Driven by the continuing positive Irish economic story, and improving conditions in the UK housing market, the bank expects to deliver income growth of around 7 per cent for the year to the end of March.
"We look forward with confidence and believe this momentum will continue next year," chief executive Brian Goggin said.
Analysts welcomed what they described as an "upbeat trading statement" and set about nudging their earnings per share (eps) forecasts up to around 117.6 cent. But shares in the bank lost 35 cent, or 2.3 per cent of their value, to €15.10 in a generally weaker market and as investors took profits.
Bank of Ireland said strong volume growth over the last year would be partially offset by a decline in margins of around 20 basis points, due to factors such as lower interest rates and its product mix.
Costs should be well contained, the bank said, rising by around 3 per cent for the year while asset quality "remains excellent in the continuing benign environment".
The bank also said its restructuring programme was expected to deliver cost savings ahead of the €30 million targeted for this year.
A breakdown of its different divisions shows the bank's life business was the star performer in the year just ending.
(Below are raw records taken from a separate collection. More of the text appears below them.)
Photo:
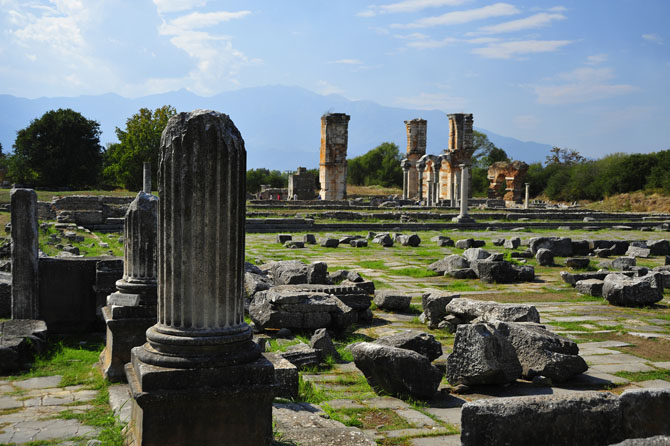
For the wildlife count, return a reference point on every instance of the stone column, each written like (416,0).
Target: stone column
(147,178)
(405,165)
(437,166)
(131,310)
(525,204)
(420,168)
(463,217)
(200,379)
(25,254)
It is expected to report operating profit growth of around 40 per cent and a rise of more than 60 per cent in pretax profits.
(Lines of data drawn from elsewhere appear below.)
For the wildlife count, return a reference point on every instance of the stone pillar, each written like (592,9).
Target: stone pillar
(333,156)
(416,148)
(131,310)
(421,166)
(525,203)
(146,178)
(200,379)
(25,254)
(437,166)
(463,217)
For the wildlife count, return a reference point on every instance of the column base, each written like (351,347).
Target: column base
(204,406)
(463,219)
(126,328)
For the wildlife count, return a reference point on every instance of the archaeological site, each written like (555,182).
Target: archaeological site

The bank said its retail business in the Republic of Ireland had performed strongly and is expected to deliver profit growth of around 18 in the full year.
An "excellent" performance from its corporate banking business, allied to good performances from its global markets division, Davy Stockbrokers and IBI Corporate Finance, are expected to result in profit growth of around 15 per cent in its wholesale financial services division.
In the UK, Bank of Ireland's business is expected to turn in a broadly flat performance.
The division includes mortgages, business banking and consumer financial services through its joint venture with the UK Post Office.
"We look forward to profit growth next year as we continue to build strong volume growth," Bank of Ireland said of the UK division.
Bank of Ireland Asset Management (BIAM), the fund management division, remains the one blot on the copybook with profits expected to be down by around 30 per cent as fund outflows continued last year.
However, the bank said the pace of outflows had slowed and funds under management at the end of March were expected to be around €45 billion.
This is up from the end-September level of €44 billion but still down on the €47 million under management at the end of March last year.